Some hope Mr Al Senussi, who spent 31 years in jail under Qaddafi and was widely respected when the revolution began last year, will have little impact.

"The federalists are outlaws and do not represent Benghazi," said Mohammed Muna, a 42-year-old archaeologist. He said that he respected

Mr Al Senussi, who spent nine of the years in prison in solitary confinement. "But now he is moving for federalism, imposing it on people and I don't like him."

At the electoral office the day after the attack, security had been bolstered and a cleaning operation was under way. Employees of the High National Election Commission had arrived for work determined, they said, to make sure that the poll would go ahead.

Unfurling maps with complicated diagrams of seat allocation, a one-time schoolteacher who gave just his first name - Abdelaziz - insisted that the gunmen were not representative of the people of Benghazi.

"Most people are looking forward to voting day," he said. "They talk about the candidates, which one is well-educated, which one is religious." Most people eligible to vote have registered, he added.

Omar Wuhayshi, a local candidate with the Justice and Development Party, a Muslim Brotherhood-linked outfit, steered a tactful middle path on pre-election violence in Benghazi.

"We think that the problem is that people don't understand how the seats are allocated," he said from campaign headquarters. "The interim government did not raise awareness of what's going on and this is a natural outcome."

His party, he said, consulting a manifesto, wants to seek guarantees of decentralisation once the new national assembly begins its one official task of appointing a body to write constitution.

Federalism would not work in Libya, he said, in part because of the huge area over which its sparse population is spread. "So what we are aiming for is real representation," he said, citing the possible relocation of aviation companies as an example.

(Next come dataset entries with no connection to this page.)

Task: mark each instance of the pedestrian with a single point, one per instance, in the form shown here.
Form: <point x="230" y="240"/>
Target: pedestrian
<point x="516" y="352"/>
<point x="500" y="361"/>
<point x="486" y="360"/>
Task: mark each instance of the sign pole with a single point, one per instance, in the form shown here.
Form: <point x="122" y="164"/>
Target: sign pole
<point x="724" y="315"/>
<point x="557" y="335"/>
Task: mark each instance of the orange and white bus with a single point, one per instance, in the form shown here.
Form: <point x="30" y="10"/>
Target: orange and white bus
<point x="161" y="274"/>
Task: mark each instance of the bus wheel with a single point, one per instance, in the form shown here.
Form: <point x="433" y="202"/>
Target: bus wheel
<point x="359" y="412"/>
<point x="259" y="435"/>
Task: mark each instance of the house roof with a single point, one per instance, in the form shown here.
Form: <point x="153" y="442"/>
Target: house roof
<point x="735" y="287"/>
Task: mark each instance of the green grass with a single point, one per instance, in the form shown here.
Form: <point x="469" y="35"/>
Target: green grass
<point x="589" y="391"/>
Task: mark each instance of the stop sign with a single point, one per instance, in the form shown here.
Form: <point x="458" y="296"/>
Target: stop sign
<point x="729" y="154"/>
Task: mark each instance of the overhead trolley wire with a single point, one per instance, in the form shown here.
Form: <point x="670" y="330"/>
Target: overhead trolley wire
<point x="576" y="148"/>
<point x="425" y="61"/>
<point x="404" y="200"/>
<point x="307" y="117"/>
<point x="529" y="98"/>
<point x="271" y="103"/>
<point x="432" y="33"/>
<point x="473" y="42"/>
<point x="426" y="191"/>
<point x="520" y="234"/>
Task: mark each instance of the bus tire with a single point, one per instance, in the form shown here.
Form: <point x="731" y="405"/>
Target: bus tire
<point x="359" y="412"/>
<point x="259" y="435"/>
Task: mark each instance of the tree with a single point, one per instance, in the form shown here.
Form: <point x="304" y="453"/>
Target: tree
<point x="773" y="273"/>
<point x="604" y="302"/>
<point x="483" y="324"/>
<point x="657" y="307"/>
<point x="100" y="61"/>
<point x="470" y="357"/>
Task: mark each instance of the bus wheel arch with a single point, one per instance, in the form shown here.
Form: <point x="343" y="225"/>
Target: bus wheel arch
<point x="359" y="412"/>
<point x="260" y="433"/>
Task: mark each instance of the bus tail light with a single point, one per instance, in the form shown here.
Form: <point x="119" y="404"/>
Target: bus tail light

On July 2, thousands of people rallied in Benghazi to condemn federalism and call for the vote to go ahead smoothly. "The Arab world is already divided enough," said Noura Buzgeia, 16, as cheers and chants echoed in the background. The armed federalists, she said vehemently, acted alone.

"They didn't ask the people what they wanted. They just declared this army of Barqa," she said, referring to the Arabic name used for the east of Libya.

Amina Magherbi, an academic standing as an independent candidate in tomorrow's poll, acknowledged that electoral problems had arisen because of the use of different systems in various parts of the country.

"But the process of democracy has to go on," she said. "The election has so many flaws but if we stop, it is worse than if we carry on."